On Tuesday, Gov. Scott Walker announced he would give a fireside chat to address the pandemonium surrounding his controversial budget repair bill: the teacher walkouts, the mass protests at the Capitol, the across-the-border flight of Democratic senators who want to preserve collective bargaining rights for Wisconsin's public employees. Walker's use of President Franklin Roosevelt's phrase suggested that, like FDR, he would try bring an anxious citizenry together.
But, with civil war erupting around him, the governor declined to play the role of peacemaker. Walker made a feint toward magnanimity at the beginning of his speech: He proclaimed his "great respect for those who've chosen a career in government" and claimed to have made changes to his budget bill in response to their concerns. But he quickly signaled that he had no intention of addressing their real concern, the preservation of collective bargaining rights.
Walker quoted a message he'd received from a Wausau parent who's in favor of "everyone paying for their benefits, the way I have to." He also referred to a laid-off Janesville factory worker who wonders why "everyone else has to sacrifice except those in government."
Walker made no mention of the concessions public employees have made during the recession.
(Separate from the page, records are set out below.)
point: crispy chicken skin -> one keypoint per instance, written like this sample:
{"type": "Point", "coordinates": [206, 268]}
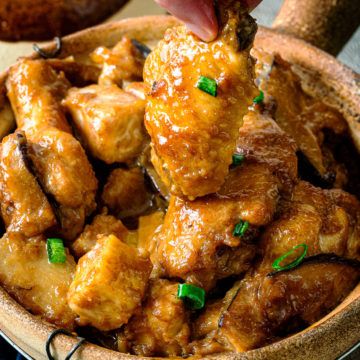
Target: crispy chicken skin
{"type": "Point", "coordinates": [122, 62]}
{"type": "Point", "coordinates": [322, 219]}
{"type": "Point", "coordinates": [7, 117]}
{"type": "Point", "coordinates": [38, 285]}
{"type": "Point", "coordinates": [161, 328]}
{"type": "Point", "coordinates": [35, 91]}
{"type": "Point", "coordinates": [125, 193]}
{"type": "Point", "coordinates": [193, 134]}
{"type": "Point", "coordinates": [139, 89]}
{"type": "Point", "coordinates": [302, 117]}
{"type": "Point", "coordinates": [102, 224]}
{"type": "Point", "coordinates": [109, 121]}
{"type": "Point", "coordinates": [196, 242]}
{"type": "Point", "coordinates": [109, 284]}
{"type": "Point", "coordinates": [66, 176]}
{"type": "Point", "coordinates": [267, 306]}
{"type": "Point", "coordinates": [24, 207]}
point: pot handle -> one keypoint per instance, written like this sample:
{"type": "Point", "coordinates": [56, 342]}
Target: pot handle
{"type": "Point", "coordinates": [327, 24]}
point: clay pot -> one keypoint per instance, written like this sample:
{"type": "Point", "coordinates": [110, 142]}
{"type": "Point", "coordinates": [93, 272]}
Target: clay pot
{"type": "Point", "coordinates": [44, 19]}
{"type": "Point", "coordinates": [323, 75]}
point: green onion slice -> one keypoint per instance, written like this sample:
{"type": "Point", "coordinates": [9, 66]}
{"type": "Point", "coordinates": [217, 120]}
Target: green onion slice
{"type": "Point", "coordinates": [207, 85]}
{"type": "Point", "coordinates": [56, 251]}
{"type": "Point", "coordinates": [276, 264]}
{"type": "Point", "coordinates": [238, 159]}
{"type": "Point", "coordinates": [192, 295]}
{"type": "Point", "coordinates": [260, 98]}
{"type": "Point", "coordinates": [240, 228]}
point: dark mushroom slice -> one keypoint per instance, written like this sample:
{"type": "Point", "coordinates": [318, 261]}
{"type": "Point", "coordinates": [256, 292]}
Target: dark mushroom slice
{"type": "Point", "coordinates": [24, 206]}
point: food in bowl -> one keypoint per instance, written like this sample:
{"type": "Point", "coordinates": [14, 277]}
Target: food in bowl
{"type": "Point", "coordinates": [146, 268]}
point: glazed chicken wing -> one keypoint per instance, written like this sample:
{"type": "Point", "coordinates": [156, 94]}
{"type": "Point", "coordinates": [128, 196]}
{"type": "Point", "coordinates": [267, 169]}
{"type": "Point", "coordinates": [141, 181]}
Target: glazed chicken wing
{"type": "Point", "coordinates": [60, 163]}
{"type": "Point", "coordinates": [196, 242]}
{"type": "Point", "coordinates": [322, 219]}
{"type": "Point", "coordinates": [123, 62]}
{"type": "Point", "coordinates": [109, 284]}
{"type": "Point", "coordinates": [262, 141]}
{"type": "Point", "coordinates": [125, 193]}
{"type": "Point", "coordinates": [307, 120]}
{"type": "Point", "coordinates": [7, 117]}
{"type": "Point", "coordinates": [109, 121]}
{"type": "Point", "coordinates": [24, 207]}
{"type": "Point", "coordinates": [102, 224]}
{"type": "Point", "coordinates": [41, 287]}
{"type": "Point", "coordinates": [269, 306]}
{"type": "Point", "coordinates": [35, 91]}
{"type": "Point", "coordinates": [193, 133]}
{"type": "Point", "coordinates": [67, 177]}
{"type": "Point", "coordinates": [162, 326]}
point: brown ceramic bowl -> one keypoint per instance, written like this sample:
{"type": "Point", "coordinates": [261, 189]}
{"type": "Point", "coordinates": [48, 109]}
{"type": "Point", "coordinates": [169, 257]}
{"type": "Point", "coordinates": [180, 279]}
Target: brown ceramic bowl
{"type": "Point", "coordinates": [44, 19]}
{"type": "Point", "coordinates": [324, 340]}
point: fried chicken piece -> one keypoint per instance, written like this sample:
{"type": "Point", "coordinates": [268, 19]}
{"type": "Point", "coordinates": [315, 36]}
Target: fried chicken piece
{"type": "Point", "coordinates": [269, 306]}
{"type": "Point", "coordinates": [139, 89]}
{"type": "Point", "coordinates": [66, 176]}
{"type": "Point", "coordinates": [24, 207]}
{"type": "Point", "coordinates": [196, 242]}
{"type": "Point", "coordinates": [317, 218]}
{"type": "Point", "coordinates": [109, 284]}
{"type": "Point", "coordinates": [193, 133]}
{"type": "Point", "coordinates": [262, 141]}
{"type": "Point", "coordinates": [102, 224]}
{"type": "Point", "coordinates": [122, 62]}
{"type": "Point", "coordinates": [7, 117]}
{"type": "Point", "coordinates": [304, 118]}
{"type": "Point", "coordinates": [109, 121]}
{"type": "Point", "coordinates": [79, 74]}
{"type": "Point", "coordinates": [162, 326]}
{"type": "Point", "coordinates": [38, 285]}
{"type": "Point", "coordinates": [149, 225]}
{"type": "Point", "coordinates": [266, 304]}
{"type": "Point", "coordinates": [35, 91]}
{"type": "Point", "coordinates": [125, 193]}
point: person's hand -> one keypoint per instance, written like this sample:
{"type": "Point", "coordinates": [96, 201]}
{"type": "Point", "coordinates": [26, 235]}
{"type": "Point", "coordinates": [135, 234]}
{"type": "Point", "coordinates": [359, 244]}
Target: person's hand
{"type": "Point", "coordinates": [198, 15]}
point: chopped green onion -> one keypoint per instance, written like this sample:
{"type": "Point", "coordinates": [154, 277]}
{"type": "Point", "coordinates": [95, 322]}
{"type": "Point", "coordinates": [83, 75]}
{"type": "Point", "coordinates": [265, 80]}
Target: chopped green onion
{"type": "Point", "coordinates": [238, 159]}
{"type": "Point", "coordinates": [240, 228]}
{"type": "Point", "coordinates": [276, 264]}
{"type": "Point", "coordinates": [260, 98]}
{"type": "Point", "coordinates": [192, 295]}
{"type": "Point", "coordinates": [207, 85]}
{"type": "Point", "coordinates": [56, 251]}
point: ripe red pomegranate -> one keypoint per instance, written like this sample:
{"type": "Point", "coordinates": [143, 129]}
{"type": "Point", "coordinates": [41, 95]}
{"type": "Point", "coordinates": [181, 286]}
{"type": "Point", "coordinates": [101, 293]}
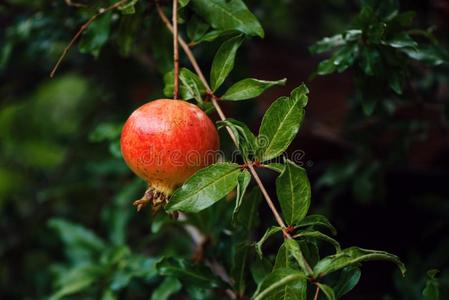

He also failed to acknowledge that the unions have agreed to his proposed increases in their benefit payments.
The barbs continued as Walker referred to the Democratic senators "hiding out in another state." As for the protesters, he denied their legitimacy by painting them as, increasingly, outsiders "from Nevada, Chicago and elsewhere." "This is a decision that Wisconsin will make," he said.
Walker didn't smile during his fireside chat, and given his reluctance to be conciliatory, I don't foresee many smiles from Wisconsin Democrats over the next four years.